Welcome to the Fifth Summer School on Statistical Methods for Linguistics and Psychology, 6-10 September 2021
Application, dates, location
- Dates: 6-10 September 2021.
- Times: The summer school is being taught completely online, the times will be decided closer to September.
- Location: The course will be taught virtually during this week, using pre-recorded videos, moodle, and Zoom for daily real-time meetings. For the Introductory courses, the recorded lectures will be available for free online to everyone (we will decide about the other courses later; watch this space).
- Application period: 16 Jan to 15 April 2021. Applications are closed; there were 633 applications. Decisions will be announced by 10th May 2021.

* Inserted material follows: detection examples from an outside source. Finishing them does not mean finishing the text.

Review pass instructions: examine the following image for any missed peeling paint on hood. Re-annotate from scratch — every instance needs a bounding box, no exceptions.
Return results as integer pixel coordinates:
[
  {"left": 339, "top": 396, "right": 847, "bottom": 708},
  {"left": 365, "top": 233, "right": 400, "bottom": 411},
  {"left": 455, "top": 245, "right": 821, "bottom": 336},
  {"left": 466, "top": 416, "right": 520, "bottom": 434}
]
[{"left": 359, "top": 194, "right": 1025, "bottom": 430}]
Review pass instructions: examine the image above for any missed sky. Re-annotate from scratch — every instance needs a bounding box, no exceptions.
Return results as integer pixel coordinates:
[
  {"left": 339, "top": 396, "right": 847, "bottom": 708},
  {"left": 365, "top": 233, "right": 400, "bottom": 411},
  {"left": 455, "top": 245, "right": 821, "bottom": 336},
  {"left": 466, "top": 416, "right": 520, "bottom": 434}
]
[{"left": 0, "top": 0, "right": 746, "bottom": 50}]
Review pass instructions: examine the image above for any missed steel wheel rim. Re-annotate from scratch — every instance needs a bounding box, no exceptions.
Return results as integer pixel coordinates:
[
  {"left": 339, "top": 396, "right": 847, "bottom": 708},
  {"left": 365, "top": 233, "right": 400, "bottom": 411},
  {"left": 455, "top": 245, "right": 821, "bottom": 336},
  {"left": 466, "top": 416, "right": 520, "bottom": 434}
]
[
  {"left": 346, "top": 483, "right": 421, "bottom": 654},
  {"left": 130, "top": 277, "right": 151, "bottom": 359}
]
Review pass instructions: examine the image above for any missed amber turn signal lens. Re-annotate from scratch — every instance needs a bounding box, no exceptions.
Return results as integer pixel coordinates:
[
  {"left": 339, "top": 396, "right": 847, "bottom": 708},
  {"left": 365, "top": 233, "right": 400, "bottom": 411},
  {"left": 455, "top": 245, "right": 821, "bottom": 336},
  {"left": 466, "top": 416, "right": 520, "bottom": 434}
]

Brief history of the summer school, and motivation
The SMLP summer school was started by Shravan Vasishth in 2017, as part of a methods project
funded within the SFB 1287
. The summer school aims to fill a gap in statistics education, specifically within the fields of linguistics and psychology. One goal of the summer school is to provide comprehensive training in the theory and application of statistics, with a special focus on the linear mixed model. Another major goal is to make Bayesian data analysis a standard part of the toolkit for the linguistics and psychology researcher. Over time, the summer school has evolved to have at least four parallel streams: beginning and advanced courses in frequentist and Bayesian statistics. These may be expanded to more parallel sessions in future editions. We typically admit a total of 120 participants (in 2019, we had some 450 applications). In addition to the all-day courses, we regularly invite speakers to give lectures on important current issues relating to statistics. Previous editions of the summer school: 2020
Code of conduct
All participants will be expected to follow the (code of conduct
, taken from StanCon 2018
. In case a participant has any concerns, please contact any of the following instructors: Audrey Bürki, Anna Laurinavichyute, Shravan Vasishth, Bruno Nicenboim, or Reinhold Kliegl.
- Lisa DeBruine (co-instructor for Advanced methods in frequentist statistics with Julia)
- Douglas Bates (co-instructor for Advanced methods in frequentist statistics with Julia)
- Phillip Alday (Advanced methods in frequentist statistics with Julia)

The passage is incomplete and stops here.